For divorced parents, one of the hardest things to deal with and accept is the arrival of your exes' significant other into the life of your child.  The potential problems and concerns are almost too numerous to account for, although I have recently come across various articles written by divorced parents thanking their exes' significant other for the positive role they have played in their child's life.

Of course, these positive stories do not find their way into Court and into published decisions.  Instead, the highly litigious cases are what formulate our understanding of the law, creating a scenario where the question is not "what is best for my child" but rather "what are my legal rights."  

In a recent published trial court decision, when the question was raised as to whether a parent can stop a child from calling his step-parent mom or dad, the Court held as follows:

When two parents divorce and one remarries, a child may wish to call a step-parent either by first name, or by "Mom" or "Dad", or a derivative of these words. In this case, where the child is of sufficient age and maturity to distinguish between his or her biological parent and step-parent, the choice of which way to address the step-parent belongs to the child, and not to either parent. Neither parent may force the child to either call a stepparent "Mom" or "Dad" against the child's will, or forbid the child from doing so. 

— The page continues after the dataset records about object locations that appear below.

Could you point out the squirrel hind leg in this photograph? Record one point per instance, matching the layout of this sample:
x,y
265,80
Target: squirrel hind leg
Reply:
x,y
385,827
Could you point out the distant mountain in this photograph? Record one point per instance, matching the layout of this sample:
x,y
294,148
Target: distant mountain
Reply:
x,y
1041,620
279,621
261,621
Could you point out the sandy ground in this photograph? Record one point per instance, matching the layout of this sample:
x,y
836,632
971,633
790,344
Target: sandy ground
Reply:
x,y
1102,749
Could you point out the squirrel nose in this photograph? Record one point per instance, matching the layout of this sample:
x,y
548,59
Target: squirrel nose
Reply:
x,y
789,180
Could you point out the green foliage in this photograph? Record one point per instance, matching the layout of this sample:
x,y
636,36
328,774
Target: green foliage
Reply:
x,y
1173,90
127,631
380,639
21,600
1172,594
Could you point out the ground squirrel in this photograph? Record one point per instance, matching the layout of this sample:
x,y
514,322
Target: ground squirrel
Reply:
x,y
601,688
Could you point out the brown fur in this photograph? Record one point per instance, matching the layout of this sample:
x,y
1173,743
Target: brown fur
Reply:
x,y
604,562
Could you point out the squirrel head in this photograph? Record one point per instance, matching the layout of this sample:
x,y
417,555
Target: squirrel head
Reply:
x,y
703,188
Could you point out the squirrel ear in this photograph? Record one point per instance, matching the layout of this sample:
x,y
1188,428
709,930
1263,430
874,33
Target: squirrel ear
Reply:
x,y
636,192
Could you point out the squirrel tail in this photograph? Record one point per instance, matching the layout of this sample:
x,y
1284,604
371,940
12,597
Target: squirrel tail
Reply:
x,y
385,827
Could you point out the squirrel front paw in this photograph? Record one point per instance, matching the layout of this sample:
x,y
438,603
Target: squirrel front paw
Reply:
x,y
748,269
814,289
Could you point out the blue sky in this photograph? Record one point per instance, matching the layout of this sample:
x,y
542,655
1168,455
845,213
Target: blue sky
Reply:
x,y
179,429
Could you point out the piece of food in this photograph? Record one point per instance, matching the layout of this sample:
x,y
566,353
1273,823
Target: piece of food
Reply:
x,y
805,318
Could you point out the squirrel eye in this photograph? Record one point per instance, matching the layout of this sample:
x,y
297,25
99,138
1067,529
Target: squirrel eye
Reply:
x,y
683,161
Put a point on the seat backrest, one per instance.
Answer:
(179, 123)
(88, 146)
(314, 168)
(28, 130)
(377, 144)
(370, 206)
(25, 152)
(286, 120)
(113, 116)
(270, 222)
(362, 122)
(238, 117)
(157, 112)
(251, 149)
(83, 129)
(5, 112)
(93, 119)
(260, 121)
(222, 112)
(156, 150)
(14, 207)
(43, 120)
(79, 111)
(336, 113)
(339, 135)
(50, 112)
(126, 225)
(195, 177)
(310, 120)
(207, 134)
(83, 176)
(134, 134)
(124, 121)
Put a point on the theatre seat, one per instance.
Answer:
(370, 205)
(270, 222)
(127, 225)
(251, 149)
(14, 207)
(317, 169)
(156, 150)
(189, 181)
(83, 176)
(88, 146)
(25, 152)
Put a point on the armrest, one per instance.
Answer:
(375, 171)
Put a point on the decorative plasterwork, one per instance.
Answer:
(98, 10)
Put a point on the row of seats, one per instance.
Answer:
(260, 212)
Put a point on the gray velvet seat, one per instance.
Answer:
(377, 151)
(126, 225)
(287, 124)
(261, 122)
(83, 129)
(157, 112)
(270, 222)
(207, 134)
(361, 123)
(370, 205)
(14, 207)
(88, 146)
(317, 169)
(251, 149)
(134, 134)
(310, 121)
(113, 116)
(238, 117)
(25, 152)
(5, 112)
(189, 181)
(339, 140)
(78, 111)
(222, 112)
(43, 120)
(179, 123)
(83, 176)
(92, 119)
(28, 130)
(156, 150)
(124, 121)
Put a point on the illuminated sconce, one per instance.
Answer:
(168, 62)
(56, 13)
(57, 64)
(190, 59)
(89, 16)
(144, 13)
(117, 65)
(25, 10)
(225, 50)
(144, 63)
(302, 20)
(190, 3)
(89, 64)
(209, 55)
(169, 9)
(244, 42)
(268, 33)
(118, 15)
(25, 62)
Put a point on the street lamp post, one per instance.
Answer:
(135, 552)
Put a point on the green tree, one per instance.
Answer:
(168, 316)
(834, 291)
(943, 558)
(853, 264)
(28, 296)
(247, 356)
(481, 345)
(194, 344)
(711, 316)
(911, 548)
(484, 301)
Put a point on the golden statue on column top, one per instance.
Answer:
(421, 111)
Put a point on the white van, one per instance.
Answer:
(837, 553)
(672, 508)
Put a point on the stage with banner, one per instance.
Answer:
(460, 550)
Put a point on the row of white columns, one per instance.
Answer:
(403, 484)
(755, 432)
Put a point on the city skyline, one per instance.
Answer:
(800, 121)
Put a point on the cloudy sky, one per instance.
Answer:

The Court did add to its holding a very specific, yet important qualification as to the role of a step-parent:

If a child calls a step-parent "Mom" or "Dad", this action does not turn the step-parent into a parent. When two divorced and active parents share joint legal custody of a child, all major parenting decisions are to be made by the parents, and not by a step-parent. A step-parent, however, may assist the parent with whom he or she is partnered in helping raise a child, and in such capacity may potentially play an important, ongoing and positive role in a child's upbringing and life. 

Sometimes, the Courts actually further the best interests of all children of divorced parents by making a decision which will hopefully change the perspective of divorced parents when dealing with issues regarding their children.  When the answer to the question "what is best for my child" is the same as the answer to the question "what are my legal rights," the children benefit--and maybe parents start to change their perspective since the answer will be the same either way.